Реакция Макара его расстроила — то, что девушки для Гусева — болезненная тема, было ясно как день. Но сдаваться Серёжа не собирался.
Всю неделю, пока Макар не поправился, Сыроежкин навещал его после уроков. Майке с собой ходить запретил — мотивировал тем, что Гусь заразный, а ей, как девушке, надо себя беречь. Впрочем, Светлова и не настаивала. Зато Серёжа, почувствовав полную свободу, что называется, расцвёл — поваренную книгу домой даже не уносил, готовил по ней каждый раз что-нибудь новенькое. Помогать себе Макару не разрешал: «Тебе врач постельный режим прописал, вот и лежи смирно!» — говорил он другу, который, видите ли, испытывал неловкость, оттого что Серёжа у него чуть ли не прислугой нанялся.

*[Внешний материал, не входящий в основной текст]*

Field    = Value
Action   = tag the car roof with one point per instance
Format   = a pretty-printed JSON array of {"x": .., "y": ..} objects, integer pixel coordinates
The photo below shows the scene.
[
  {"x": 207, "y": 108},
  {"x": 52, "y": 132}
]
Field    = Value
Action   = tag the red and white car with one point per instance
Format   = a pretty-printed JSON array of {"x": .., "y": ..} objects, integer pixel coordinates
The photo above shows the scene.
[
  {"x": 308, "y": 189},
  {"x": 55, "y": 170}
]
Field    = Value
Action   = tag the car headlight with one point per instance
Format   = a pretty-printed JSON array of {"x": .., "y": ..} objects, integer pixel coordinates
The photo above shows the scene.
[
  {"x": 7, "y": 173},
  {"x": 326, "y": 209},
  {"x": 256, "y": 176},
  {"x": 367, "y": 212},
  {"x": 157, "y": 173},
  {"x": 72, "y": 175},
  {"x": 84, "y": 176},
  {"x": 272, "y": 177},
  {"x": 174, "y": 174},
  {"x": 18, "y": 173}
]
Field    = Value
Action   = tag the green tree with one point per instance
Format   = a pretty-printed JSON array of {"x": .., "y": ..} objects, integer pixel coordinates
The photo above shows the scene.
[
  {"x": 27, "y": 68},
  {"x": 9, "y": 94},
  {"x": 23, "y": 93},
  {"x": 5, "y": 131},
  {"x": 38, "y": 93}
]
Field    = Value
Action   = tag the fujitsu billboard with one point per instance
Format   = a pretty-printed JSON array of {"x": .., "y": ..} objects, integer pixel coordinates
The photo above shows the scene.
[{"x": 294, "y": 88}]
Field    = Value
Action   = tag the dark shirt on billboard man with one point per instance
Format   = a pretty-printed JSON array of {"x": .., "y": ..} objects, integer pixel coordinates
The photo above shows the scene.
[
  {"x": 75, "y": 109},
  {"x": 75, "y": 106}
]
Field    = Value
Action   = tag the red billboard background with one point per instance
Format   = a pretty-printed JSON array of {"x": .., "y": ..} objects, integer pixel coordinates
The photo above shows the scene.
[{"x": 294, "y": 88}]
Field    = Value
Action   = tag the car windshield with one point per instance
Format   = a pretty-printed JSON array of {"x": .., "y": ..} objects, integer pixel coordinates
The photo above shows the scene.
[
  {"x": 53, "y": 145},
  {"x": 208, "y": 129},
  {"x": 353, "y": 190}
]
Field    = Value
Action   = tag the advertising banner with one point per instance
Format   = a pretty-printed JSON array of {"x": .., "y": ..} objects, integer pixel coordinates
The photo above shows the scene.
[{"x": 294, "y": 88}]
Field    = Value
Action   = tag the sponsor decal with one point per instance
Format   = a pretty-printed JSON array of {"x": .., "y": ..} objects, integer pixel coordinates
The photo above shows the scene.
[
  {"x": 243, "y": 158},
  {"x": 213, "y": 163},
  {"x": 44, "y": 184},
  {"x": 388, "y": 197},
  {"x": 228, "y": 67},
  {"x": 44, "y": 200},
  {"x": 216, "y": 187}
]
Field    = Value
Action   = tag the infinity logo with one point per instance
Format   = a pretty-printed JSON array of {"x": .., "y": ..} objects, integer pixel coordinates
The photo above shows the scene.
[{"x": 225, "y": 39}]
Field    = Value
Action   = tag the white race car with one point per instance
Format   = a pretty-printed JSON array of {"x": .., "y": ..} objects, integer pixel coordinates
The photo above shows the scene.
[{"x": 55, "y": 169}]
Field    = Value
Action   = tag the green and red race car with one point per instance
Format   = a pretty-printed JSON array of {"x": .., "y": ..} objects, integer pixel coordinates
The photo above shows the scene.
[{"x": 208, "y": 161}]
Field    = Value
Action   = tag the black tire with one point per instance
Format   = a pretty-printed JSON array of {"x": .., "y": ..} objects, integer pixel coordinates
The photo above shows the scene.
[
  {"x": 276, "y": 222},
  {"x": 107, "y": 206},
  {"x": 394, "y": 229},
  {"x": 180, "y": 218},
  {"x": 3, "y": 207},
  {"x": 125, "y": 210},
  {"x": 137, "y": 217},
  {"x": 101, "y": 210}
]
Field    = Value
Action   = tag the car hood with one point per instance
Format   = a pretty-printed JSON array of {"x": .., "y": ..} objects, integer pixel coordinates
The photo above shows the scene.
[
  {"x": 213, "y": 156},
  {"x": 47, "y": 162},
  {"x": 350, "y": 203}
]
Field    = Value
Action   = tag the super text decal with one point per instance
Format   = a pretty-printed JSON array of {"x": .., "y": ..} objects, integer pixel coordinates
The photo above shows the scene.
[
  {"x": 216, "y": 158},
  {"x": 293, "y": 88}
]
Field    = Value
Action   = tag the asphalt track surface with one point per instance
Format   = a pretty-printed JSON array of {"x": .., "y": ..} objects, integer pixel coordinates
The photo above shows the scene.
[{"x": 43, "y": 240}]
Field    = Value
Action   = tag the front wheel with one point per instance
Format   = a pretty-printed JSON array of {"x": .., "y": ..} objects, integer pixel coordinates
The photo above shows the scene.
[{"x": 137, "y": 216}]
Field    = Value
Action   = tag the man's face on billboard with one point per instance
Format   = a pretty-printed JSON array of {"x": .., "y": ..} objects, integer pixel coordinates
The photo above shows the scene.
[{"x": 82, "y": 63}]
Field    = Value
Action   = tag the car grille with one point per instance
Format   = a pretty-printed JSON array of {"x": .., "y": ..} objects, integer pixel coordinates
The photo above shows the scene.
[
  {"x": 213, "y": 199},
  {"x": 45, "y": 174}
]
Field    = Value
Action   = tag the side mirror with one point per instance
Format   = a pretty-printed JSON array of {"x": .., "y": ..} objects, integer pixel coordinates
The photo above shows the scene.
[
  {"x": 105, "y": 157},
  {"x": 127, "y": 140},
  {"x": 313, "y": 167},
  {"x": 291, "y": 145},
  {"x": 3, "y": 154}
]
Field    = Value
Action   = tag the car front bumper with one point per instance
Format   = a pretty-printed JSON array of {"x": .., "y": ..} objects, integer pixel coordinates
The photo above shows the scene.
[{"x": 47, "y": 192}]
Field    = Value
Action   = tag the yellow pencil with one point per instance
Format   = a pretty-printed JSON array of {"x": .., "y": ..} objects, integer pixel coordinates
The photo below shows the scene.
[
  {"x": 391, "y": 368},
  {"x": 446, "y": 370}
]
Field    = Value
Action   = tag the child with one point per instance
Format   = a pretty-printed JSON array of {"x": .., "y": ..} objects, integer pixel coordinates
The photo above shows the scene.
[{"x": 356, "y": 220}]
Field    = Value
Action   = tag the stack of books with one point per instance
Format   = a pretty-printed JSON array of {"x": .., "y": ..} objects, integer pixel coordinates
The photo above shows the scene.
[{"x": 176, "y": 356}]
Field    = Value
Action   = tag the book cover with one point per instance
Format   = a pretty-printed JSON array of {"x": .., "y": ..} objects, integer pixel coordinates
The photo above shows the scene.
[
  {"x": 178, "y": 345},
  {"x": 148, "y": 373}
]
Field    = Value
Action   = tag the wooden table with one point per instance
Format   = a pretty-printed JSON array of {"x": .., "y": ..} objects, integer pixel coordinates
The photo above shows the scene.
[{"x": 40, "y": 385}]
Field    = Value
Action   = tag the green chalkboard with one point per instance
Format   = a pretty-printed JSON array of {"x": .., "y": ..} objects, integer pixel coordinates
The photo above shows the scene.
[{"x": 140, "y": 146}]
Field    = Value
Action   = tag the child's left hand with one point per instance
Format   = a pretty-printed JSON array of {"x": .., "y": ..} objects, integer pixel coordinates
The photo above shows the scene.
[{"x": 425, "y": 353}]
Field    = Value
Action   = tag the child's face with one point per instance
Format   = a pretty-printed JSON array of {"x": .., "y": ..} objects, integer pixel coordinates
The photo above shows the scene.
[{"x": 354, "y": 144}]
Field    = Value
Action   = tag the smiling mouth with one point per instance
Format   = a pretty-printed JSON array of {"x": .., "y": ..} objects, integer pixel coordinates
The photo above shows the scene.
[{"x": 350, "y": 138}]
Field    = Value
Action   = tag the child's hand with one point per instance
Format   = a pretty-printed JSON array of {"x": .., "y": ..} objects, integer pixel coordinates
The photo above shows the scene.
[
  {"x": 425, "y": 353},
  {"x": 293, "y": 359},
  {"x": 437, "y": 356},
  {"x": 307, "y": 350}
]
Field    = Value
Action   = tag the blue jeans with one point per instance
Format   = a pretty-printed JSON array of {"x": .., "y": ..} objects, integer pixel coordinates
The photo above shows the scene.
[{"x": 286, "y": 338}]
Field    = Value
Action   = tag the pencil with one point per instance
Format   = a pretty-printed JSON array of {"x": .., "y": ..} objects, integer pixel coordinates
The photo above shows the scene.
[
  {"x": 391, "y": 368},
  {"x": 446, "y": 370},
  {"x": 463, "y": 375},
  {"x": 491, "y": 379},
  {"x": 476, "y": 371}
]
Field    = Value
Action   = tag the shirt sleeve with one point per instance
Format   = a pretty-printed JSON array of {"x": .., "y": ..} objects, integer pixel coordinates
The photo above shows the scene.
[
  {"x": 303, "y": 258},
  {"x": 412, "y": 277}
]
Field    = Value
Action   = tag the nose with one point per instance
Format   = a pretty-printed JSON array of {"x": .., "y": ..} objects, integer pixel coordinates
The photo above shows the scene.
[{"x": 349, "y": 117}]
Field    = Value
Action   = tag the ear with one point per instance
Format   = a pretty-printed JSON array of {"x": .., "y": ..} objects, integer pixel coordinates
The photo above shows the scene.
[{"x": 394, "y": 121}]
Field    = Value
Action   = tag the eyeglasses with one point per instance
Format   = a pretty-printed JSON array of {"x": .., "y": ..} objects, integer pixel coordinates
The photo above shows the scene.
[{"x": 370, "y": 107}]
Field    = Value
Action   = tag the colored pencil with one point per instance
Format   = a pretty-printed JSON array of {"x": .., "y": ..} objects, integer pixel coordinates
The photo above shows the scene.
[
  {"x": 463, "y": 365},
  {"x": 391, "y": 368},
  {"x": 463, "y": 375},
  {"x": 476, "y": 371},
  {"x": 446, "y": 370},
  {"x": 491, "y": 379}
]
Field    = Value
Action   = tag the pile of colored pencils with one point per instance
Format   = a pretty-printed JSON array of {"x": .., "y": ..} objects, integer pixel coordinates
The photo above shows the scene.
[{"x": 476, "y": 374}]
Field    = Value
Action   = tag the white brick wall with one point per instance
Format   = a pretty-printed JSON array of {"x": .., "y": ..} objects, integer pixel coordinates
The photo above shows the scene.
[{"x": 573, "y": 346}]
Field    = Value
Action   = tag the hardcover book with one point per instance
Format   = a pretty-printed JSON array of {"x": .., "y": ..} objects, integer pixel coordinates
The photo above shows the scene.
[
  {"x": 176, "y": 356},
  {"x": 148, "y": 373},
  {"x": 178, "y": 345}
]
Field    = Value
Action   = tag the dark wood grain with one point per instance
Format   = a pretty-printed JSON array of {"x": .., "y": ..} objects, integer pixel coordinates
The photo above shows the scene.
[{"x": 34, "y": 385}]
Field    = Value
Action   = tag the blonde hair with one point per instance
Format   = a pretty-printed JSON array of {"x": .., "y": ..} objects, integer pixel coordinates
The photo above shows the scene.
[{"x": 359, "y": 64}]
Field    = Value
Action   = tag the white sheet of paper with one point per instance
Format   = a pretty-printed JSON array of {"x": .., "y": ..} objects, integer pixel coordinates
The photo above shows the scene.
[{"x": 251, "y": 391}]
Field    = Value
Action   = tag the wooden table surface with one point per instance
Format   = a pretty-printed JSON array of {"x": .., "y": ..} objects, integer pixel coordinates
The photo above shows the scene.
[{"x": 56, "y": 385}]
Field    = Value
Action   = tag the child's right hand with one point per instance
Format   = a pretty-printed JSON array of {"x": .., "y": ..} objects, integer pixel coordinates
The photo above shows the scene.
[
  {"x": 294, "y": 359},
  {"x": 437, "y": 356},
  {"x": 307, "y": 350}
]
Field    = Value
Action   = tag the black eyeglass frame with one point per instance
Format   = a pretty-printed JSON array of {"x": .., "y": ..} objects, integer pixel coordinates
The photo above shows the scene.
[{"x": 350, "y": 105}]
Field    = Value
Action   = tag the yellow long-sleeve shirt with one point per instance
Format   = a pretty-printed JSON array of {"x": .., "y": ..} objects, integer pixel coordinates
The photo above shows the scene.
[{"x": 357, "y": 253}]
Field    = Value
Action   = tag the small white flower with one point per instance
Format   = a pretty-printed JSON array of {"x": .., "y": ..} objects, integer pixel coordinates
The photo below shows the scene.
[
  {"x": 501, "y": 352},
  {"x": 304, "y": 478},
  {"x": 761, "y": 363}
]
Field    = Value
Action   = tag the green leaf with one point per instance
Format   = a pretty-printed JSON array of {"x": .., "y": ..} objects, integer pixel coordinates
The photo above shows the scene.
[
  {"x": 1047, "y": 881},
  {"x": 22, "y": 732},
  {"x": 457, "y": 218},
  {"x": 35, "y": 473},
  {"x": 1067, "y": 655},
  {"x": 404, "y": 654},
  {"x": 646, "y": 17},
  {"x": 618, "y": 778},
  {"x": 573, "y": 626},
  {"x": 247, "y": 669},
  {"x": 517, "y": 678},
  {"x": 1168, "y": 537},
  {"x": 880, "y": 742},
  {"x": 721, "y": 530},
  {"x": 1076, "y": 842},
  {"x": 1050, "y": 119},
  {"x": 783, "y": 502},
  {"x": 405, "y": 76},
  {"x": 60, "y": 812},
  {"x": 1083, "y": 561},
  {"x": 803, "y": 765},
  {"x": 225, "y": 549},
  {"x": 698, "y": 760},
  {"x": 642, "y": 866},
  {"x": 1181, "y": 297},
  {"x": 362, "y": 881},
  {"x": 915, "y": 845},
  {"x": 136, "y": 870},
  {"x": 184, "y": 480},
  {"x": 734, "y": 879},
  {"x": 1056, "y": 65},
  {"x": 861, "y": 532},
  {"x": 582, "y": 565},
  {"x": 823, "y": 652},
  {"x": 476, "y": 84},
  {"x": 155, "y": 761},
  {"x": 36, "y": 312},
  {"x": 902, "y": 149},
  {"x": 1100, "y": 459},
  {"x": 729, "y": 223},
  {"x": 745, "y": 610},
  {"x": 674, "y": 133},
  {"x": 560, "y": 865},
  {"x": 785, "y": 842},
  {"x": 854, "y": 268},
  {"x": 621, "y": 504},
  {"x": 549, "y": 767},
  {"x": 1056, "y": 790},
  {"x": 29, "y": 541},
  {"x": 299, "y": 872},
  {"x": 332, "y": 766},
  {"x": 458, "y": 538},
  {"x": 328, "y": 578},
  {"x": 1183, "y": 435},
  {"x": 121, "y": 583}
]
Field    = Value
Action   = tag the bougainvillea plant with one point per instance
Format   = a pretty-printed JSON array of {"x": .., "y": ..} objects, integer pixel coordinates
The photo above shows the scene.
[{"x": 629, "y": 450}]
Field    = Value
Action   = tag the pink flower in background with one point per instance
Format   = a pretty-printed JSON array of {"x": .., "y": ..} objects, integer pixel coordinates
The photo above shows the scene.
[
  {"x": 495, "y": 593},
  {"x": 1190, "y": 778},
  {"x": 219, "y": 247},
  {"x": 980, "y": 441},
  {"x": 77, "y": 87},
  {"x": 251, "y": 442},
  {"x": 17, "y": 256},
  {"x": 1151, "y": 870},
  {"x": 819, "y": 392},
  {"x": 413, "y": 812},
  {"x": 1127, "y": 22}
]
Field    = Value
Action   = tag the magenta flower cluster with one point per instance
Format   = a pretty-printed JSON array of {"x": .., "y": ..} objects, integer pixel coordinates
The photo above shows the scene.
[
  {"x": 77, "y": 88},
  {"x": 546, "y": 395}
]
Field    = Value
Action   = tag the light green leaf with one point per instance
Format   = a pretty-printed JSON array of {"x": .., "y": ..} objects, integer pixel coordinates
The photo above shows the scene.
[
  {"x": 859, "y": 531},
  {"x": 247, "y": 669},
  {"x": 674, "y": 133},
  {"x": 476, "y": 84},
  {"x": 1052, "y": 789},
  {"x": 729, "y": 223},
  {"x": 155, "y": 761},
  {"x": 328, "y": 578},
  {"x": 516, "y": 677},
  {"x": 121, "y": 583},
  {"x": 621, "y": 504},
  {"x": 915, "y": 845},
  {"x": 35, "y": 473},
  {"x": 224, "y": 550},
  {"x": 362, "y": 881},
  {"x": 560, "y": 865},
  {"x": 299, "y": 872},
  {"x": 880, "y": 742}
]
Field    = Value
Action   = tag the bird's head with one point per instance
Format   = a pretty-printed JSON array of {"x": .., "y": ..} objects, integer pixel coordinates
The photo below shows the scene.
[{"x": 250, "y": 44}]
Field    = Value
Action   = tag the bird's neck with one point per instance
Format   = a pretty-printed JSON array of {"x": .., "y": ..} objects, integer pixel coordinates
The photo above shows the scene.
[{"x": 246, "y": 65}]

Ещё не хватало, чтобы Макар мешал ему себя кулинарными талантами соблазнять! Потом Сыроежкин пытался делать вместе с Гусевым уроки — это у него получалось плохо — большими способностями к точным и не очень наукам они оба отягощены не были. «Эх, умным быть трудно, красивым и талантливым — проще!» — сетовал про себя Серёжа, корпя над очередным домашним заданием.
В перерывах между уроками и стряпнёй Серёжа старался развлекать друга разговорами — по десятому кругу рассказывал все известные ему анекдоты и байки, выспрашивал Макара о его интересах, притащил из гаража гитару и пел под неё всякие иностранные песни. И при каждом удобном случае лез к Гусеву обниматься — якобы чисто по-дружески. В этом Макар ему никогда не отказывал, тискал со всем энтузиазмом. Серёжа был счастлив и даже грешным делом думал, что хорошо бы доктор Макара ещё на недельку дома оставил.
А в последний день перед выпиской к Гусеву пришёл неожиданный гость.
— Всё, Гусь, давай сочинение писать, — сказал Сыроежкин, затолкав в духовку пирог с яблоками, и с тоской посмотрел на потрёпанную книжку Островского. — Ты какую тему выбираешь?
— Я? — задумался Макар. — Про эту дуру.
— Про Кабаниху что ли? — хихикнул Серёжа.
— Почему про Кабаниху? Про Катерину, конечно. Она ж дура — с крыши… то есть с обрыва прыгнула, — сказал Гусев.
— Литераторша сказала, название самим придумать, — вспомнил Серёжа. — Только лучом света не называй — это банально как-то.
— И в мыслях не было! — согласился Макар. — Я вот думаю, как лучше — «Впервые замужем» или «Берегите женщин»?
— Ха! Ну ты даёшь! — заржал Сыроежкин. — Тогда уж «Собаке собачья смерть» назови.
— Те чё, её совсем не жалко? — удивился Макар.
— Это ты не пойми с чего её жалеешь. Берегите же-енщин! — передразнил друга Серёжа. — Тоже мне — жертва!